Anyone know these guys or have some more frequent conversations going on somewhere else? I left them a brief memo.

----------


## Compro01

TS in IRC parlance is Time Stamp, not Teamspeak. The long number is that time stamp in UNIX time (It's the number of seconds since midnight GMT, January 1, 1970).  1277508248 corresponds to Friday, June 5, 2010 at 11:24:08 PM GMT.

1403639902 is yesterday (June 24) at 7:58:22 PM GMT, roughly 20 minutes before your post here, so it's presumably when you wandered into the channel.

What all that means is that #peachy is completely and totally unrelated to the peachy printer project.  It was created about 4 years ago, used for about 9 weeks, then abandoned and it hasn't had anyone in it since then.

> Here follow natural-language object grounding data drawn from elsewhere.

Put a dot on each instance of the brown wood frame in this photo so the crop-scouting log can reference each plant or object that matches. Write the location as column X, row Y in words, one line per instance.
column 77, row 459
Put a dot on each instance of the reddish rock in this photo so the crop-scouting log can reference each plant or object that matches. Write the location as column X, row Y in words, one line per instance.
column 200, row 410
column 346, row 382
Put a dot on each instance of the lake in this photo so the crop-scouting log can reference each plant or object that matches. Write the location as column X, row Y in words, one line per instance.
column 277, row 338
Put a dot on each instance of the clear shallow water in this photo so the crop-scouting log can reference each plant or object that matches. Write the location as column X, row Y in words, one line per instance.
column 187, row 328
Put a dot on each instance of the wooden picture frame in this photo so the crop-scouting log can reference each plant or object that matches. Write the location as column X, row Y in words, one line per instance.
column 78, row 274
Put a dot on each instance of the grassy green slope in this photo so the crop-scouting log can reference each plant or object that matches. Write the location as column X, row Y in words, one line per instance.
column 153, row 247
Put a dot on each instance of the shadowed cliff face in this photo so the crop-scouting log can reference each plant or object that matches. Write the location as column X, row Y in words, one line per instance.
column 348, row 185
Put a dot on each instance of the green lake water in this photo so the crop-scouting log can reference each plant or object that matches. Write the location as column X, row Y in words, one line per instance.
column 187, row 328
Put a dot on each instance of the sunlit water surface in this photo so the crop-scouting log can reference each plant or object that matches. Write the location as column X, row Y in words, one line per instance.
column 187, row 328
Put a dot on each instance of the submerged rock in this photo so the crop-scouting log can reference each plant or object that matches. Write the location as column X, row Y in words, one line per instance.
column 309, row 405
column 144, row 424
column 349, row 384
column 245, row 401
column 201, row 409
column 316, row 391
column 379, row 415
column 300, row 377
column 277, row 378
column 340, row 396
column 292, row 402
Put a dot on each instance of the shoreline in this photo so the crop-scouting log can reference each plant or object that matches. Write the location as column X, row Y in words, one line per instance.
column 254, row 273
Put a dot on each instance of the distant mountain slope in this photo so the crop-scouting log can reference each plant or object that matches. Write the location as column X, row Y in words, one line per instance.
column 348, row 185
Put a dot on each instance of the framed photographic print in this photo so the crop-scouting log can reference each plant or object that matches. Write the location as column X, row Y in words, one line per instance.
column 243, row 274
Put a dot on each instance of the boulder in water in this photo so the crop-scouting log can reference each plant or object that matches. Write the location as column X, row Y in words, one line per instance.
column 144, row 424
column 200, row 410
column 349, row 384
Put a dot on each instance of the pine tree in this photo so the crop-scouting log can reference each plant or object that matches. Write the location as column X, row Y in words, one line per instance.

#peachyprinter appears to be related, if only tangentially.  There's a Jordan Rinke on the list of backers on kickstarter, so it looks like this guy was looking to see if there was an IRC channel for the peachy printer project back in January and ended up actually creating the channel as it didn't previously exist.  Then it appears this fellow checked the channel occasionally to see if anyone else would show up, but gave up on that after 2 weeks and the channel was similarly abandoned since.

----------


## BrockMcKean

Hah. Well I know what a Unix Timestamp is! I just didn't realize TS stood for timestamp there. I mistakenly viewed the automated notice as a topic or message left behind by a person.  :Smile:  Makes sense now, thanks. However, my question still remains. If not IRC, perhaps Google+? Is there a more rapid medium of communication anyone else uses than this forum? I just think it would be cool to tackle some of these problems together sometimes. If people are working on the same things or want some help it would be nice to have a virtual maker space just for peachy since the community is so small right now and I think anything to advance the open source goals would be great.  :Smile:  An extra set of eyes always helps me for sure.

----------